The world of EU-US data transfers was thrown into complete upheaval when Europe’s highest court ruled on the Schrems II case in 2020. The extended process of hashing out a replacement framework that meets these new legal standards has now entered its advanced phase, as the European Commission (EC) has put its stamp of approval on a US proposal and has passed it along to the European Data Protection Board (EDPB) for further review.
The US proposal for a new EU-US data transfer framework that meets established General Data Protection Regulation (GDPR) standards was drawn up in early 2022, with the Biden administration and EC president Ursula Gertrud von der Leyen formally reaching an agreement in principle in March. An October executive order by Biden formalized this as the US’s intended policy going forward, and the EC has concluded that the proposal meets the GDPR requirements as seen through the lens of Schrems II. The EDPB will now scrutinize the arrangement before passing it on to the EU member states and the European Parliament for final decisions.
EU-US data transfer replacement moves along with European Commission’s blessing
The EC review was the first step in the fairly lengthy adoption procedure; the EDPB, a committee composed of members of the EU states, and the European Parliament will all now have a look and a say before a new EU-US data transfer agreement is formally put into place. If the proposal clears all of these reviews, it heads back to the EC for the final steps before it becomes the new law of the land.
The Schrems II decision hinged primarily on the fact that the US has both overt laws and private intelligence agency practices (as revealed by the Snowden leaks) that put the personal data of foreign parties into the hands of the government in an overbroad and indiscriminate way. The EU’s highest court determined that this violates the terms of the GDPR, and that the US cannot be considered an adequately safe partner for data transfers until assurances of privacy are put into place.
One of the central points of the Schrems II decision was that the GDPR guarantees EU citizens a certain level of visibility into what data is being taken and how it is being used, and ability to challenge this process if they feel their information is being misused or inappropriately accessed.
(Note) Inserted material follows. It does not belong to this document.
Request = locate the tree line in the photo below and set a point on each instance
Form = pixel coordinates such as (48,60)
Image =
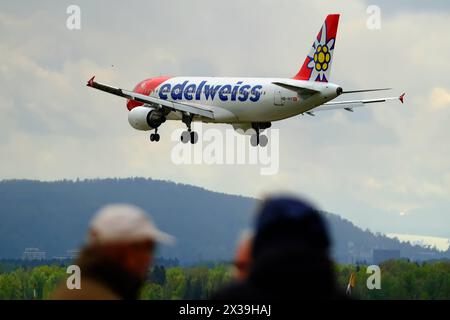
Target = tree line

The new EU-US data transfer framework addresses this with a set of several different mechanisms, including an ability to initiate disputes and a formal resolution process that includes free access to an independent arbitration panel. The Data Protection Review Court will be the comprehensive body that handles this process, and it will include complaints about how US intelligence agencies may be surreptitiously intercepting and using EU personal data.
Will new EU-US data transfer arrangement survive a legal challenge?
The EU-US data transfer issue actually dates back to well before 2020, and even before the GDPR was implemented. As the “Schrems II” name implies, there was a prior 2015 case involving privacy crusader Max Schrems that invalidated the original “Safe Harbor” framework due to its reliance on self-certification by companies handling EU personal data.
Schrems is all but certain to challenge the new EU-US data transfer framework in court, no matter what the eventual terms are. EU justice commissioner Didier Reynders has told the media that he feels the new framework has about a “70 to 80%” chance of surviving its eventual trial in court, a concerning prospect given how long this process has been drawn out for already.
Officials are seeking to have the new EU-US data transfer framework in place and usable by July 2023, but with a court challenge likely to immediately follow, it could very well be gone again by 2024 or 2025. The one element that could ensure a new framework stays in place is well beyond the EU’s control; the US government would have to pass a comprehensive federal data privacy law that addresses how intelligence agencies gather and handle foreign personal information flowing into the country. In the meantime it is a patchwork of the US government providing limited assurances and redress measures, and companies at the EU end attempting to keep data encrypted throughout the process in a way that keeps it from being intercepted by intelligence agencies.
Major tech firms are facing ongoing investigations over the legality of their present data transfer systems, some of which have been in motion for over a year now and could ultimately end with a ruling forbidding them from sending EU data back to their home servers in the US. They would not necessarily be off the hook for potential penalties related to these present data transfers if a new data transfer framework was adopted first, but would at least be provided with a temporary legal path to continue.
Schrems’ privacy group noyb had issued a statement saying that it is studying the draft agreement in detail, but feels that it is not adequate and proportionate to GDPR requirements and will not survive a court challenge should the group opt to bring one. The group notes that the two sides are using different language to describe how data will be protected, and there is presently insufficient detail establishing exactly how the US measures will meet the prescribed GDPR proportionality standards. However, some independent legal analysts have said that the draft agreement pointedly addresses areas that had been specifically criticized by the prior court decisions, and that existing issues can still be addressed before a new EU-US data transfer compact is finalized.